Epílogo
(Parte 1)Victhana não dormiu aquela noite.
Em seu quarto, deitada em sua cama, ficou a observar a chuva que caiu durante toda a noite. Quando o vento frio soprava, chuva respingava para dentro do quarto, molhando cortina, tapetes e o chão. O som da água caindo sobre o telhado lhe trouxe calma em certo momento da noite, foi quando conseguiu parar de chorar; embora só houvessem lágrimas suaves escorrendo por seu rosto.
Victhana seguiria sua vida sabendo que nunca iria estar sozinha, como aquela mulher falou em seu sonho. Considerou não ser apenas um sonho já que havia sido tão claro e real. Sentira sua mãe tocando sua mão, a voz baixa e vívida, e a expressão tranquila; ela sentiu o calor de sua mãe. Então, de manhã, quando a chuva passou, ela dormiu e desejou sonhar novamente com aquela mulher.
Mas nenhum sonho chegou a ela.
Joaquim havia abraçado ela antes de deixá-la ir para seu quarto. Quis que ela pudesse compartilhar a dor que sentia para ele, de forma a diminuir todo aquele fardo dela. Entendeu um pouco como ela sentia, mas nunca chegaria a ter o mesmo sentimento. Tudo o que Victhana e Luene haviam vivido era apenas delas; nada a ser compartilhado.
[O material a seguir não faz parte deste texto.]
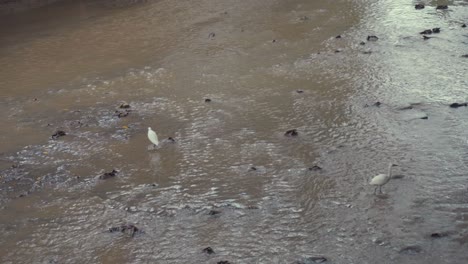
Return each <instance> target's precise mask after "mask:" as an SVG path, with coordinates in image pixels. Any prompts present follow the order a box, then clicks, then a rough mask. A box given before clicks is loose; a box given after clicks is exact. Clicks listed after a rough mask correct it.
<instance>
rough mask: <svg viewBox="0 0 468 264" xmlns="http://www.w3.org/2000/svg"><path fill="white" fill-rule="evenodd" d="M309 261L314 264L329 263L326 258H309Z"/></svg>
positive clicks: (317, 257) (307, 260)
mask: <svg viewBox="0 0 468 264" xmlns="http://www.w3.org/2000/svg"><path fill="white" fill-rule="evenodd" d="M306 260H307V261H311V262H313V263H324V262H326V261H327V258H325V257H308V258H306Z"/></svg>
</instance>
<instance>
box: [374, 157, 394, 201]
mask: <svg viewBox="0 0 468 264" xmlns="http://www.w3.org/2000/svg"><path fill="white" fill-rule="evenodd" d="M395 166H398V165H396V164H393V163H390V165H388V174H383V173H382V174H379V175H376V176H374V178H372V180H371V181H370V182H369V184H370V185H375V186H376V187H375V190H374V194H376V192H377V188H379V190H380V193H382V186H383V185H385V184H386V183H387V182H388V181H389V180H390V179H391V178H392V168H393V167H395Z"/></svg>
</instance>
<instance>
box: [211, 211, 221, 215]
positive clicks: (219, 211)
mask: <svg viewBox="0 0 468 264" xmlns="http://www.w3.org/2000/svg"><path fill="white" fill-rule="evenodd" d="M220 213H221V211H217V210H210V211H209V212H208V215H217V214H220Z"/></svg>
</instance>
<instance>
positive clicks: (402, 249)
mask: <svg viewBox="0 0 468 264" xmlns="http://www.w3.org/2000/svg"><path fill="white" fill-rule="evenodd" d="M421 252H422V248H421V247H420V246H418V245H411V246H406V247H404V248H402V249H401V250H400V253H403V254H418V253H421Z"/></svg>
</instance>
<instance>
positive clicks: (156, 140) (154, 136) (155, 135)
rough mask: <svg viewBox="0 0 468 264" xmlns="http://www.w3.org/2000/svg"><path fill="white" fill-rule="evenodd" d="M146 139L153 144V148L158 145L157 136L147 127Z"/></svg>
mask: <svg viewBox="0 0 468 264" xmlns="http://www.w3.org/2000/svg"><path fill="white" fill-rule="evenodd" d="M148 139H149V140H150V141H151V143H153V144H154V145H155V146H158V145H159V140H158V135H156V132H154V131H153V130H152V129H151V127H148Z"/></svg>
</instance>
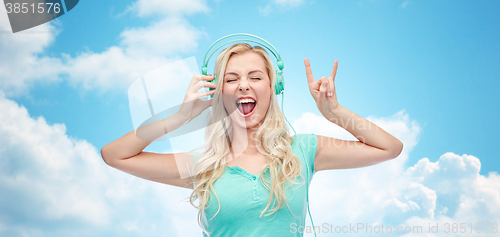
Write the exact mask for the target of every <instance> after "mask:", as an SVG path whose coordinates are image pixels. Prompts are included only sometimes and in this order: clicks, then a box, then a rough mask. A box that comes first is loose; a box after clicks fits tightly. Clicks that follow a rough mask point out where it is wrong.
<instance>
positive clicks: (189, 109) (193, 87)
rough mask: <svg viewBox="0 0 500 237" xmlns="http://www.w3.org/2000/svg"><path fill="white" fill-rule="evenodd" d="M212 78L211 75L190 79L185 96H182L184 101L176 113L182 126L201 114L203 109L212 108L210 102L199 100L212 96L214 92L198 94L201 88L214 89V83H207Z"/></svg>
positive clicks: (200, 76)
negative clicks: (182, 96)
mask: <svg viewBox="0 0 500 237" xmlns="http://www.w3.org/2000/svg"><path fill="white" fill-rule="evenodd" d="M213 79H214V76H212V75H198V74H196V75H194V76H193V79H191V83H190V84H189V87H188V89H187V91H186V95H185V96H184V101H183V102H182V106H181V108H180V109H179V111H178V112H177V116H179V117H180V118H181V119H182V121H184V124H186V123H188V122H189V121H191V120H193V119H194V118H196V117H197V116H198V115H200V114H201V112H203V111H204V110H205V109H207V108H208V107H210V106H212V100H207V101H203V100H200V98H201V97H203V96H207V95H212V94H214V93H215V90H211V91H201V92H198V90H200V89H201V88H204V87H211V88H214V89H215V83H211V82H208V81H212V80H213Z"/></svg>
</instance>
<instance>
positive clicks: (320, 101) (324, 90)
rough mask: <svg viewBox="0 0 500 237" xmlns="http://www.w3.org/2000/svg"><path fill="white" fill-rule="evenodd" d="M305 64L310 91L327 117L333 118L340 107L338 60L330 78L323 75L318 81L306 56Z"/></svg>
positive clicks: (330, 118)
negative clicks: (339, 99) (335, 77)
mask: <svg viewBox="0 0 500 237" xmlns="http://www.w3.org/2000/svg"><path fill="white" fill-rule="evenodd" d="M304 64H305V66H306V76H307V83H308V84H309V91H310V92H311V95H312V96H313V98H314V100H315V101H316V106H318V109H319V111H320V112H321V114H322V115H323V116H325V118H326V119H332V118H333V117H334V115H335V114H334V111H335V110H336V109H337V108H338V107H339V103H338V101H337V94H336V92H335V75H336V74H337V67H338V61H337V60H335V62H334V63H333V69H332V72H331V73H330V76H329V77H328V78H327V77H321V78H320V79H318V80H317V81H316V80H314V76H313V74H312V70H311V64H310V63H309V59H307V58H305V59H304Z"/></svg>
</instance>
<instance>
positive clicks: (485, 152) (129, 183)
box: [0, 0, 500, 236]
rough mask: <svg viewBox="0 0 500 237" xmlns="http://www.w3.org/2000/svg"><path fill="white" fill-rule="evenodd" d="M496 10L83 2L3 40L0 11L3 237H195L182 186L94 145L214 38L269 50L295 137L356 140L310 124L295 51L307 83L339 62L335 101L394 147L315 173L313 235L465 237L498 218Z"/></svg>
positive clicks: (498, 6) (418, 4)
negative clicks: (412, 227)
mask: <svg viewBox="0 0 500 237" xmlns="http://www.w3.org/2000/svg"><path fill="white" fill-rule="evenodd" d="M499 9H500V3H498V2H494V1H489V2H480V3H478V2H475V1H460V2H455V1H440V2H438V3H436V2H431V1H378V0H361V1H356V2H349V3H342V2H337V1H301V0H274V1H253V2H249V3H234V2H230V1H224V0H217V1H202V0H200V1H189V2H181V1H146V0H138V1H81V2H80V3H79V4H78V5H77V6H76V7H75V8H74V9H73V10H72V11H70V12H69V13H68V14H66V15H64V16H62V17H61V18H60V19H58V20H56V21H52V22H50V23H47V24H44V25H41V26H39V27H36V28H33V29H30V30H27V31H25V32H20V33H16V34H12V33H9V32H10V31H11V29H10V25H9V22H8V18H7V14H6V13H5V9H4V7H3V6H2V7H0V110H1V111H2V112H1V113H0V235H1V236H200V235H201V231H200V229H199V228H198V227H197V223H196V210H195V209H194V208H193V207H192V206H191V205H190V204H189V203H188V202H187V201H186V200H185V198H186V197H188V196H189V194H190V192H189V190H187V189H181V188H176V187H168V186H166V185H162V184H157V183H153V182H150V181H145V180H141V179H139V178H136V177H133V176H130V175H128V174H125V173H122V172H120V171H117V170H115V169H113V168H110V167H108V166H106V165H105V164H104V162H103V161H102V159H101V157H100V154H99V150H100V148H101V147H102V146H104V145H106V144H107V143H109V142H111V141H113V140H115V139H117V138H118V137H120V136H122V135H124V134H125V133H127V132H129V131H131V130H132V129H133V126H132V121H131V116H130V111H129V105H128V98H127V90H128V87H129V86H130V85H131V83H132V82H133V81H135V80H136V79H137V78H139V77H140V76H142V75H144V74H146V73H148V72H150V71H152V70H154V69H156V68H158V67H161V66H163V65H165V64H168V63H169V62H173V61H176V60H179V59H184V58H188V57H192V56H195V57H196V61H197V62H198V65H201V61H202V58H203V55H204V53H205V51H206V49H207V48H208V47H209V46H210V44H212V43H213V41H215V40H216V39H218V38H220V37H222V36H225V35H228V34H231V33H238V32H245V33H251V34H256V35H259V36H261V37H264V38H265V39H266V40H268V41H270V42H271V43H273V44H274V46H276V47H277V48H278V50H279V52H280V54H281V56H282V58H283V59H284V62H285V80H286V94H285V96H286V99H285V113H286V115H287V117H288V118H289V120H290V121H291V122H292V123H293V125H294V127H295V129H296V130H297V132H299V133H311V132H312V133H316V134H321V135H325V136H331V137H336V138H341V139H353V137H352V136H351V135H350V134H348V133H347V132H345V131H344V130H343V129H341V128H340V127H338V126H337V125H334V124H332V123H329V122H328V121H326V120H325V119H324V118H323V117H321V114H320V113H319V111H318V110H317V108H316V106H315V103H314V100H313V99H312V97H311V96H310V94H309V91H308V90H307V87H306V86H307V84H306V78H305V72H304V66H303V59H304V58H305V57H308V58H309V59H310V61H311V65H312V69H313V72H314V74H315V76H316V77H318V78H319V77H320V76H326V75H329V73H330V71H331V67H332V65H333V61H334V60H335V59H337V60H338V61H339V69H338V73H337V79H336V87H337V96H338V98H339V102H340V103H341V104H342V105H343V106H344V107H346V108H348V109H349V110H351V111H353V112H355V113H357V114H358V115H360V116H363V117H365V118H367V119H369V120H370V121H372V122H374V123H375V124H377V125H379V126H380V127H382V128H383V129H385V130H386V131H388V132H390V133H391V134H393V135H394V136H396V137H397V138H399V139H400V140H401V141H403V143H404V145H405V146H404V150H403V152H402V154H401V155H400V156H399V157H398V158H397V159H395V160H392V161H389V162H385V163H382V164H379V165H376V166H372V167H367V168H361V169H351V170H335V171H322V172H318V173H317V174H316V175H315V177H314V179H313V182H312V185H311V187H310V201H311V204H310V207H311V213H312V214H313V218H314V221H315V224H316V225H321V224H323V223H328V224H333V225H334V226H337V225H338V226H344V225H347V226H348V225H349V224H356V223H367V224H369V225H372V226H376V225H378V226H380V225H381V224H384V226H387V225H391V226H394V227H395V226H398V225H401V226H423V227H424V228H423V230H424V231H425V230H427V227H428V225H429V223H431V225H436V224H437V223H439V230H440V233H441V234H433V235H429V236H440V235H445V234H444V230H445V229H444V225H445V224H446V223H448V224H452V223H465V226H466V227H467V231H468V233H465V234H454V235H455V236H470V235H471V234H470V226H469V224H472V226H473V227H475V225H476V223H497V224H499V223H500V176H499V175H498V174H497V172H498V170H500V163H499V162H498V159H499V158H500V157H499V156H498V153H497V152H496V149H494V146H495V145H496V143H495V141H496V140H498V136H497V132H498V131H500V126H499V123H498V121H496V118H498V115H499V110H498V108H497V107H498V102H499V101H500V97H499V96H498V93H497V90H498V88H499V86H500V82H499V80H498V79H500V78H499V72H498V70H496V69H497V67H498V65H500V64H499V63H500V56H499V55H500V45H499V44H498V41H499V40H500V30H499V29H500V28H499V26H498V22H500V16H499V15H498V14H497V13H498V10H499ZM181 87H182V84H179V88H181ZM170 89H172V88H170ZM165 147H166V145H165V144H162V143H158V144H155V145H152V146H150V147H148V148H147V150H149V151H164V150H165ZM307 221H308V218H307ZM307 223H309V222H307ZM481 227H482V228H483V232H484V228H486V225H481ZM488 232H489V234H485V233H481V234H478V235H479V236H488V235H491V236H493V234H492V233H491V226H490V229H489V230H488ZM334 234H335V235H337V234H336V233H334ZM334 234H331V233H330V234H328V233H322V234H321V235H323V236H329V235H334ZM380 235H383V236H392V235H394V236H403V235H404V234H380ZM454 235H453V234H452V235H450V234H448V235H446V236H454ZM406 236H412V235H411V234H407V235H406Z"/></svg>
Ele também não dormira. A mente passeou por tantos sentimentos que o deixaram ansioso; mas deixou que a chuva daquela madrugada levasse tudo.
***
A semana passou. Choveu todas as noites, trazendo manhãs mais frias e tardes agradáveis.
O sol estava se pondo. Escondeu-se entre as nuvens, manchando o céu de laranja, rosa e vermelho. Uma brisa fria passeou pela janela do quarto, balançando seu vestido e seus cabelos soltos, caindo sobre os ombros em cachos crespos, e ela fechou os olhos.
Sentiu uma mão suave sobre seu ombro; em um afago calmo e carinhoso. Ao virar e olhar, Joaquim sorria suavemente para ela. Ele havia se coberto apenas com sua camisa, que exibiu um pouco de seu peito, usando a peça intima na parte de baixo. Os cabelos estavam um pouco bagunçados. O rosto quadrado ficou bem desenhado à última luz daquele dia. Sua barba crescia novamente, rara, preenchendo o rosto suavemente.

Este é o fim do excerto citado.